Just moved into a new apt. in Manhattan, and in the alleyway, I saw that there was a pigeon nest with the mother and 2 babies. I was really not educated on how they cared for the babies, so I threw out some bread crumbs, because for some reason I thought that the mother was never able to leave the nest, etc...

Well, I think that when I threw out some bread, both parents flew away, and I really haven't seen them back since. Other pigeons have come to eat the bread I've thrown down there, and it looks like it scares the babies when other birds come around, because they start clicking and getting restless.

BUT, just today I looked down there, at another random bird eating the bread, and then it was over ON the babies, and I couldn't really tell what it was doing. AND I'm not sure if maybe it was the mother? But I got scared thinking that it was hurting the babies. But I guess it could have also been feeding them somehow? I'm so nervous for them. But I don't know if I just keep scaring away the mother.

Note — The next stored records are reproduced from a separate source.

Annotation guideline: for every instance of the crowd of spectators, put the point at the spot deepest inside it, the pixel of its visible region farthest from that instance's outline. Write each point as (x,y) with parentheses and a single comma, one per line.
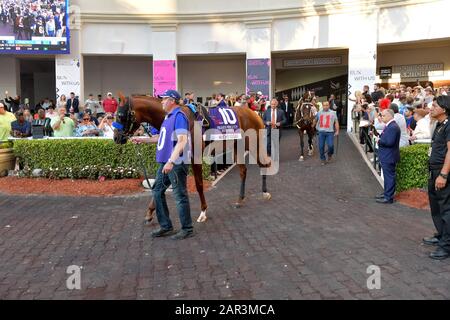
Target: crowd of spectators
(66,118)
(34,18)
(411,106)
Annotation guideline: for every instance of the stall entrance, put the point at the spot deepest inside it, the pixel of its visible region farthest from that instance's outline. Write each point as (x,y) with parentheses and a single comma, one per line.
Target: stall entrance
(323,72)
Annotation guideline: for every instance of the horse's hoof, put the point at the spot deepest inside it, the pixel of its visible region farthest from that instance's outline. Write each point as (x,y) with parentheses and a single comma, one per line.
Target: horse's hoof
(267,196)
(202,218)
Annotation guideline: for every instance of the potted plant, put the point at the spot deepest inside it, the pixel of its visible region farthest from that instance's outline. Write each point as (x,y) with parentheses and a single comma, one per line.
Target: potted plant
(7,158)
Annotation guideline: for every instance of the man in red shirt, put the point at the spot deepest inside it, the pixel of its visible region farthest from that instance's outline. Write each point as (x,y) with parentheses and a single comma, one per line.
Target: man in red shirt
(110,104)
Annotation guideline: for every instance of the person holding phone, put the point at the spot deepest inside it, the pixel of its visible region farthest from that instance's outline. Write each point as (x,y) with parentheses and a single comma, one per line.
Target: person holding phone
(63,126)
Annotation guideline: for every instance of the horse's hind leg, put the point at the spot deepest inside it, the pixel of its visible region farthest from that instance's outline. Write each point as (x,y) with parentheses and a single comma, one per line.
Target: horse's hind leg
(198,175)
(302,146)
(150,215)
(243,173)
(310,142)
(266,195)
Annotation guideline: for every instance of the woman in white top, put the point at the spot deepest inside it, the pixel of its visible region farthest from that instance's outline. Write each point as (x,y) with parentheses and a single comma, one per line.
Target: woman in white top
(106,126)
(62,102)
(423,130)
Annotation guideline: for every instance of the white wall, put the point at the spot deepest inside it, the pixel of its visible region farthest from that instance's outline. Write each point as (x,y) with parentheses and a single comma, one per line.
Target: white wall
(130,75)
(129,30)
(211,38)
(412,23)
(185,7)
(10,79)
(120,39)
(418,55)
(292,78)
(203,77)
(44,86)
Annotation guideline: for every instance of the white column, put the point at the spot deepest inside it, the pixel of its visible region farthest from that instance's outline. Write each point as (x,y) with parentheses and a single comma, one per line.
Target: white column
(10,81)
(69,68)
(362,58)
(259,57)
(165,65)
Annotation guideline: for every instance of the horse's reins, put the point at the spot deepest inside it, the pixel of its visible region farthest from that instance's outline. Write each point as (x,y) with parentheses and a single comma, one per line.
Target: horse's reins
(302,116)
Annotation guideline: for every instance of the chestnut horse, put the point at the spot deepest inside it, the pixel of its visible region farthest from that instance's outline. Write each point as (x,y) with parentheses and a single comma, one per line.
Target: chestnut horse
(304,119)
(138,109)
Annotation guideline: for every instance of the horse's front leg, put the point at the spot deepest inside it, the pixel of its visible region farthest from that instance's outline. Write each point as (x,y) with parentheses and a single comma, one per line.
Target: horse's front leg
(266,195)
(243,173)
(150,215)
(198,175)
(310,142)
(302,145)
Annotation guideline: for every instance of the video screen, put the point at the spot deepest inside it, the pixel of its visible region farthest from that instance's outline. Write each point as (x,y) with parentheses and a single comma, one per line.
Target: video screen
(34,27)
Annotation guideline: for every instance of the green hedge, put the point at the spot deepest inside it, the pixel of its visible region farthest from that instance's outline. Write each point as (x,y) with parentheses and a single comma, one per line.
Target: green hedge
(412,171)
(87,159)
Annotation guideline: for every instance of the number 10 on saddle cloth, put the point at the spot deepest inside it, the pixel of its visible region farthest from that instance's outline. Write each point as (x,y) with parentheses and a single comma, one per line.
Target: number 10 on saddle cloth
(224,126)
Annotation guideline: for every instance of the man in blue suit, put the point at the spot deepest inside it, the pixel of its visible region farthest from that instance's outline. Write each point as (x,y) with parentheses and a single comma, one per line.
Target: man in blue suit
(274,118)
(389,154)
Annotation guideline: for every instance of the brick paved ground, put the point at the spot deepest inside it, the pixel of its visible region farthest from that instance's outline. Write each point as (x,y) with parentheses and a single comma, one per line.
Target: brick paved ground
(315,239)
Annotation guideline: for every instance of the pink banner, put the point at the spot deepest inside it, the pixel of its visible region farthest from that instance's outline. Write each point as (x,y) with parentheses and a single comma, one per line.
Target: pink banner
(164,76)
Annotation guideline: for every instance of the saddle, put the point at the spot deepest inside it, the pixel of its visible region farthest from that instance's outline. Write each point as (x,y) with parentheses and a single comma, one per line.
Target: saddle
(200,114)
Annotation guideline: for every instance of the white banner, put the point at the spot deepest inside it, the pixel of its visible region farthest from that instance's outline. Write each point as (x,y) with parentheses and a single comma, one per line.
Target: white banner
(362,71)
(67,77)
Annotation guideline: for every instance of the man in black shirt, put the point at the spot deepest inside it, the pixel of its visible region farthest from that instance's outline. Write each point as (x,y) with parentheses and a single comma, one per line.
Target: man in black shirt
(438,187)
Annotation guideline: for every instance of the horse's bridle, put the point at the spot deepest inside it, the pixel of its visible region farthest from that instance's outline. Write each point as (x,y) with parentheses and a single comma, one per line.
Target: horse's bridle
(302,116)
(127,117)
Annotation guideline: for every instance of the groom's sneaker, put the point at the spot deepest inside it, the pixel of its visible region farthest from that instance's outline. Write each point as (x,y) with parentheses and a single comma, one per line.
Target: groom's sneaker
(161,233)
(183,234)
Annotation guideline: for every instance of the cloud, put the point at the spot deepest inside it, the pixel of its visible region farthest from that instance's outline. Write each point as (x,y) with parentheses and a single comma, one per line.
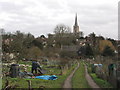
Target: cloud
(41,16)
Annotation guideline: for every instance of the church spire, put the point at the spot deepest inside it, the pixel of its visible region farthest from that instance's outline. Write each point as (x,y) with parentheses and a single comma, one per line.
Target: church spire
(76,27)
(76,24)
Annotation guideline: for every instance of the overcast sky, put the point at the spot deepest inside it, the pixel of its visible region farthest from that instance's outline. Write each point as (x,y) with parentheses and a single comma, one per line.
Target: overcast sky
(41,16)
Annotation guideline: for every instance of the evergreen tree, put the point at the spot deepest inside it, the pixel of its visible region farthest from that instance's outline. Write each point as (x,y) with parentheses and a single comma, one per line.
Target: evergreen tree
(108,51)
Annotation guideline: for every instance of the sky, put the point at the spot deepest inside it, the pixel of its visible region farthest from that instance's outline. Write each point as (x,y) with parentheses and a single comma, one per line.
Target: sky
(41,16)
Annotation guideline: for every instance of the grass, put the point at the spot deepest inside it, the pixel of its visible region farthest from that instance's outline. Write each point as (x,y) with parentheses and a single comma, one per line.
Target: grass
(36,83)
(102,83)
(78,80)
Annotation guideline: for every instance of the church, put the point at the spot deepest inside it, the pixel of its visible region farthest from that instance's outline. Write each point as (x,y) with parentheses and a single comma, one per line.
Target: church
(75,33)
(76,29)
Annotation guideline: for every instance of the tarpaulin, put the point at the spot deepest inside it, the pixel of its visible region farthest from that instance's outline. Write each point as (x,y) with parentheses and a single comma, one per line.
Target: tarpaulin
(47,77)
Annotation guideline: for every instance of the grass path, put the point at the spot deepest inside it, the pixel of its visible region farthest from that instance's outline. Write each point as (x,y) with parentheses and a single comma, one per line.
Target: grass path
(67,83)
(79,80)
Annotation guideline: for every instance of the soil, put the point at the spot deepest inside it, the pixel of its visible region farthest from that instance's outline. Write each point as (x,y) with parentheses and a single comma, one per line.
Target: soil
(90,80)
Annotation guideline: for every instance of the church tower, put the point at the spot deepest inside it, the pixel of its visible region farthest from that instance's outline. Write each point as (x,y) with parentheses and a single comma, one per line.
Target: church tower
(76,27)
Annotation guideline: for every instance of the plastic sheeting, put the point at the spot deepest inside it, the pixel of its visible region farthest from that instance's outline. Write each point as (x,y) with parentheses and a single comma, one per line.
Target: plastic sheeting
(47,77)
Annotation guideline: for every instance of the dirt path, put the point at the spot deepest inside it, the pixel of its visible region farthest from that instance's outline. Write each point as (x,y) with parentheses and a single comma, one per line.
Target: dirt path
(67,83)
(90,80)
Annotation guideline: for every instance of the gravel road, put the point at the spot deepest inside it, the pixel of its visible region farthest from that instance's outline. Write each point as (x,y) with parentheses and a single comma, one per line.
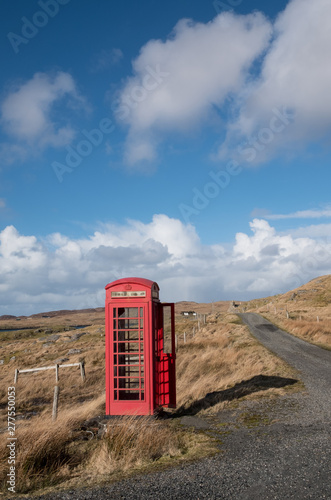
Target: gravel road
(270,449)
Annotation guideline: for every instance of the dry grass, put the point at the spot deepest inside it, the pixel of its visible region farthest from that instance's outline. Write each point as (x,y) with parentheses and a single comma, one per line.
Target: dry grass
(304,312)
(131,443)
(220,355)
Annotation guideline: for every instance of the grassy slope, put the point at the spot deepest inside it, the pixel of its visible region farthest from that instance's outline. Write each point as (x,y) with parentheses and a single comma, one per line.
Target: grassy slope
(304,311)
(220,355)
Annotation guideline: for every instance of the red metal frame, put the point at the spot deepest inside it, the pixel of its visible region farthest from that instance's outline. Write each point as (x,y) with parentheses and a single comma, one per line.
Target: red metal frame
(140,376)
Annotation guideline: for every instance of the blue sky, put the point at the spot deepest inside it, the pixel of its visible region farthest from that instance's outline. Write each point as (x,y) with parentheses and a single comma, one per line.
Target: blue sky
(185,142)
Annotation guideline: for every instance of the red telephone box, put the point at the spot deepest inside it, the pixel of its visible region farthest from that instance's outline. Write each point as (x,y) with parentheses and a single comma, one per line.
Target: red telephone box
(140,348)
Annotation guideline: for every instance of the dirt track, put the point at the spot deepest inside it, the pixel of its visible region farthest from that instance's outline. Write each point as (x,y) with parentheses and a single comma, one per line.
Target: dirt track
(270,449)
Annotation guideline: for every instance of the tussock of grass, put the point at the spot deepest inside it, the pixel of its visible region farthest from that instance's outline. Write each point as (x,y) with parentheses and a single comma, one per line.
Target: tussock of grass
(304,312)
(221,355)
(131,442)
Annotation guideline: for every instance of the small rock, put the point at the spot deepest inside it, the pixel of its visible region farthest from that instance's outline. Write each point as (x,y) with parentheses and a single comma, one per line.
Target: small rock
(61,360)
(76,336)
(53,338)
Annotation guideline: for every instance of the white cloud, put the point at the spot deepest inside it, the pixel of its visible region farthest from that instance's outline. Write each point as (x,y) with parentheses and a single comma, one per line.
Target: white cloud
(301,214)
(179,82)
(106,59)
(59,272)
(28,116)
(279,103)
(295,76)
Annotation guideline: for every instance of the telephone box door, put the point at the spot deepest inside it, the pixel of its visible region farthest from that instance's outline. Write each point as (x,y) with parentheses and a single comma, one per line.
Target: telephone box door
(130,351)
(165,356)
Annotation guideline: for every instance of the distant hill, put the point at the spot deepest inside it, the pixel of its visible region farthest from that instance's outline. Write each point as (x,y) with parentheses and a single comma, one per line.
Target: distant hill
(315,293)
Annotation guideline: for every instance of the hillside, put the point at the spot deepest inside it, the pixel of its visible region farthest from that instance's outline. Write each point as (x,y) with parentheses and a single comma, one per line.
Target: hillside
(304,311)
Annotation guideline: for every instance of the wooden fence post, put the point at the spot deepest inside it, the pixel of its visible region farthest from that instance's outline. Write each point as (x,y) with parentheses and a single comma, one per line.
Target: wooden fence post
(82,370)
(55,402)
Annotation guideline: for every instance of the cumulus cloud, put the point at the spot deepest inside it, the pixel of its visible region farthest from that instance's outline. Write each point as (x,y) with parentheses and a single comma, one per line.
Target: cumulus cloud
(28,117)
(58,272)
(302,214)
(295,77)
(106,59)
(270,82)
(180,81)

I guess I'm just looking for answers on how they feed them? Do other pigeons kill baby pigeons? Will the mother come back? Whew. I'm feeling totally guilty now.


----------



## Reti (Jul 20, 2003)

Don't feel guilty, you did a nice thing trying to feed the mother. She probably was close by watching you. Ususally after the "danger" is over they go back to the nest.
My guess is the pigeon you saw on the nest is the mother or the father feeding the babies. Adult pigeons can be pretty rough on strange babies but I don't think they go into nests attacking babies.
If you can take a look at the babies and see if they are alright that would be wonderful.

Reti


----------



## rkoznyc (May 15, 2005)

I think it is the mother now, come back. Because she(he?, I read that both will sit on the nest) is sitting directly over the spot, and seems to be sitting on top of them. 

Feeling better now.


----------



## Reti (Jul 20, 2003)

Thank you for the update. That is good news.

Reti


----------